Ireland’s leading medical cannabis experts have warned that the exclusion of patients from the government’s access programme will lead to a ‘life-threatening’ crisis.
Ireland’s Health minister Stephen Donnelly announced funding for the Medical Cannabis Access Programme (MCAP) last week, almost two years since the legislation was signed off in June 2019.
The programme is expected to commence later this year, but will only offer access to four cannabis-based medicines to people living with one of three qualifying conditions.
These include intractable nausea and vomiting associated with chemotherapy, severe treatment-resistant epilepsy and spasticity associated with multiple sclerosis (MS).
The founder members of the recently-formed, Irish Medicinal Cannabis Council (IMCC) have now written to Minister Donnelly highlighting their “grave concerns” about the products that have been approved for prescription and the medical conditions that are covered.
Medical cannabis patient, Ava Barry
Tom Curran, Gino Kenny TD, Alicia Maher, Clare McAfee, Dr Garrett McGovern and Vera Twomey, campaigner and mum of medical cannabis patient Ava Barry, set up the council to improve access to medical cannabis for Irish patients last year.
Ava, 11, who has a rare form of epilepsy, is among some of the most high profile patients in need of medicinal cannabis.
However the medicine that nearly all of these children use – Bedrocan products from the Transvaal pharmacy in the Netherlands – have not been approved by the MCAP.
This means parents will be forced to continue to find thousands of euros each month to fund their children’s medicine.
The IMCC welcomed the “long overdue” activation of the programme, but warned that a “crisis is imminent” and children’s lives could be at risk “within weeks” as supplies run out.
It added that excluding thousands of patients with debilitating health conditions from accessing cannabis treatment will lead to “widespread and unnecessary suffering” throughout the country and the “destructive criminalisation of thousands of people” who have no choice but to self-medicate illegally.
In particular, the IMCC describes the omission of chronic pain as “bizarre” and places Ireland in conflict with international standards and recognised evidence.
Alicia Maher
Over 1.5 million people in Ireland live with chronic pain and in its 2017 report the Health Products Regulatory Authority (HPRA) acknowledged that the condition is the most researched indication for cannabinoids, with the majority concluding that cannabis is an effective treatment.

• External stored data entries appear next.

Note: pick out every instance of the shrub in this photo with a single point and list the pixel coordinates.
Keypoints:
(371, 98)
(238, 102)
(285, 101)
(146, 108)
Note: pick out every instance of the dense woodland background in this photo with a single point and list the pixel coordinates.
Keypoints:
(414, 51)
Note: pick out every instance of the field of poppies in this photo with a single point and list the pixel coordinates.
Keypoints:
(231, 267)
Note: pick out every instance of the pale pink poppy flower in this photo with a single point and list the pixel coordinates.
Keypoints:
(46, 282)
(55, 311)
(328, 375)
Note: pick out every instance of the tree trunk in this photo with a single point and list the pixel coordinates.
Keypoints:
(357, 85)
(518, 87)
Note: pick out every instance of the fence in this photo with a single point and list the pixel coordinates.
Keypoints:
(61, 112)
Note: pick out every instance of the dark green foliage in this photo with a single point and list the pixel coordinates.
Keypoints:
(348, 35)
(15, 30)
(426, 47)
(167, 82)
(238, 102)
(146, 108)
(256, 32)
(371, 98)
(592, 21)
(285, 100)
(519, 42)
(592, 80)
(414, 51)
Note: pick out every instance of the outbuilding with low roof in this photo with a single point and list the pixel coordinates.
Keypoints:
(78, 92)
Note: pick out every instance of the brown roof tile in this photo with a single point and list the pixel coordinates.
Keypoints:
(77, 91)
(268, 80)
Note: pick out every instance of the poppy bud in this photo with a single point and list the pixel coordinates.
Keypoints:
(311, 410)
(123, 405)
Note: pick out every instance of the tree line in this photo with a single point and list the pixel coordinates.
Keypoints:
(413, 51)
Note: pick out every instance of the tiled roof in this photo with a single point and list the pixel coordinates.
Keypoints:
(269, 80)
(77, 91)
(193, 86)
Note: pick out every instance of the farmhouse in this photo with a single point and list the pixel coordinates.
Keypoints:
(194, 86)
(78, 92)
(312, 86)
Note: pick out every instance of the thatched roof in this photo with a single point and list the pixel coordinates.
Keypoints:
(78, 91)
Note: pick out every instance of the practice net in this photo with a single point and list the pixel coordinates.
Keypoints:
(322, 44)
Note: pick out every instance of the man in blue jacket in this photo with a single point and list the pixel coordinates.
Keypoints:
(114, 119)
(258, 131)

Speaking to Cannabis Health, award-winning campaigner, Alicia Maher, who lives with chronic pain and holds a ministerial licence for a medical cannabis prescription said:
“I, along with many others that currently hold the ministerial licence and fall outside the three qualifying conditions, will not be allowed onto the access programme, even though our doctors are currently prescribing cannabis.
“We won’t have access to any of the cannabis products that have been approved and we won’t have our costs reimbursed.
“The HPRA who have made this decision does not seem to realise the far reaching impact that this will have. Their decision to exclude chronic pain as a qualifying condition goes against all the available evidence.”
Cannabis Health has approached the Department of Health for comment.